Why has the progressive left looked the other way? Three reasons. First, there are juicier targets, like inequitable state school finance systems, that can be attacked more cheaply through litigation and can swing impressive amounts of money even if their results are often disappointing. Second, attacking institutionally-racist practices inside school districts would pit progressive groups against teachers unions and middle-class parents, who are key funders and allies in other matters. Third, a successful propaganda operation has cast parent choice and performance-based oversight as intrusions of market thinking, and steps toward taking the public out of public education—i.e., privatization.

The third reason is the most harmful.
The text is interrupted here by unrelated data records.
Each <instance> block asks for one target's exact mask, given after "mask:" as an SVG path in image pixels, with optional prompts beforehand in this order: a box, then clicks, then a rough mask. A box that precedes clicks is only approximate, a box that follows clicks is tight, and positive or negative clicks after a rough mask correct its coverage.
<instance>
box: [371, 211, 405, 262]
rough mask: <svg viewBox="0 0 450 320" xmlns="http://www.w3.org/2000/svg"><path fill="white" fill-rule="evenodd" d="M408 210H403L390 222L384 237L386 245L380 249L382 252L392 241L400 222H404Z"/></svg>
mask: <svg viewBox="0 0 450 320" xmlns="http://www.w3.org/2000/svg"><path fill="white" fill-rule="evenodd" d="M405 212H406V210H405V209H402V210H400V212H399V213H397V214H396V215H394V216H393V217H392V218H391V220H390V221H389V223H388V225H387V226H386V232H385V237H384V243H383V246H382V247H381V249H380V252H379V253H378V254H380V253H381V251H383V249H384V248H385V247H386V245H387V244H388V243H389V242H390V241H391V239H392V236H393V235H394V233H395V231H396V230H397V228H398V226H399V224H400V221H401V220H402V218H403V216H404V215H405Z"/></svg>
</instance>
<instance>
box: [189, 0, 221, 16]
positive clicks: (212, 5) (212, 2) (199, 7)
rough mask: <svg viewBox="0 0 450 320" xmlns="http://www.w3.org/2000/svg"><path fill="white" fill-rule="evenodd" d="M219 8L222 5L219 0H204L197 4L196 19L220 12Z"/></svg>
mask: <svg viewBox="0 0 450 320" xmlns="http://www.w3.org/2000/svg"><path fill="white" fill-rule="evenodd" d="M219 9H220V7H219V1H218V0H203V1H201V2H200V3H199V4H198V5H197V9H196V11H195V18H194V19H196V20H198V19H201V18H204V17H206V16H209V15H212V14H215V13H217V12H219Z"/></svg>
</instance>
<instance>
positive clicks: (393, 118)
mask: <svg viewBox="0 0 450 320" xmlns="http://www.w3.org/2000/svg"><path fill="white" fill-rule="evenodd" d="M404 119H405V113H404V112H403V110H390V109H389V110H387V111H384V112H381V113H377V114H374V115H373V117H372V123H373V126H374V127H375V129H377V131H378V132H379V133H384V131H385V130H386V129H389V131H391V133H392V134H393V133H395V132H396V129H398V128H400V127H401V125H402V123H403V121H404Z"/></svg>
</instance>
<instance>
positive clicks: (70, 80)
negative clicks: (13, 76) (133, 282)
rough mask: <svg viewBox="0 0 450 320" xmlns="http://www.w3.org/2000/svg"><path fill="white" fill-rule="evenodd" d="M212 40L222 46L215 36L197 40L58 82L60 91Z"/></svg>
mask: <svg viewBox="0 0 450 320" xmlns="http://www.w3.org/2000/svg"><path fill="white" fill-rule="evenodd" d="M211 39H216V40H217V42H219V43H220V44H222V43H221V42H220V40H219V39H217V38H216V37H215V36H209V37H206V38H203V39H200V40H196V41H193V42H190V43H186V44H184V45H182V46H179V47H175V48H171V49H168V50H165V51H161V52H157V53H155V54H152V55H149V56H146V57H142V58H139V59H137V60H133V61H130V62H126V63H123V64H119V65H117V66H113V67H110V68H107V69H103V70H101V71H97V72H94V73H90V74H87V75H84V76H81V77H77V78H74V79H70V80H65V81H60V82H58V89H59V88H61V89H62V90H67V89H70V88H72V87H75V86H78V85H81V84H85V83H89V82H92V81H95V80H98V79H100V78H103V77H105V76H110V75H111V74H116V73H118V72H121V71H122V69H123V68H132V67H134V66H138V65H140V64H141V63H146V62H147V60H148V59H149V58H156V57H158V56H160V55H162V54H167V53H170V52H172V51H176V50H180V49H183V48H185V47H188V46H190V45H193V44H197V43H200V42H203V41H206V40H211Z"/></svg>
It implicitly asserts(link is external) that the institutional biases identified above are part of a seamless web of arrangements that make up public education, and that any challenge to them threatens the whole. This can’t be true, since with these practices school districts can’t serve their core purpose of educating all children effectively. In other words, this is a failure to distinguish between the purposes of public education and the means or delivery system created to achieve those ends..

This does, however, raise the often-discussed question among many reformers, why can’t a politics of pro-school finance reform and pro-structural reform emerge, since a lot of people, myself included, support both and school finance is remarkably inequitable. But perhaps the question answers itself.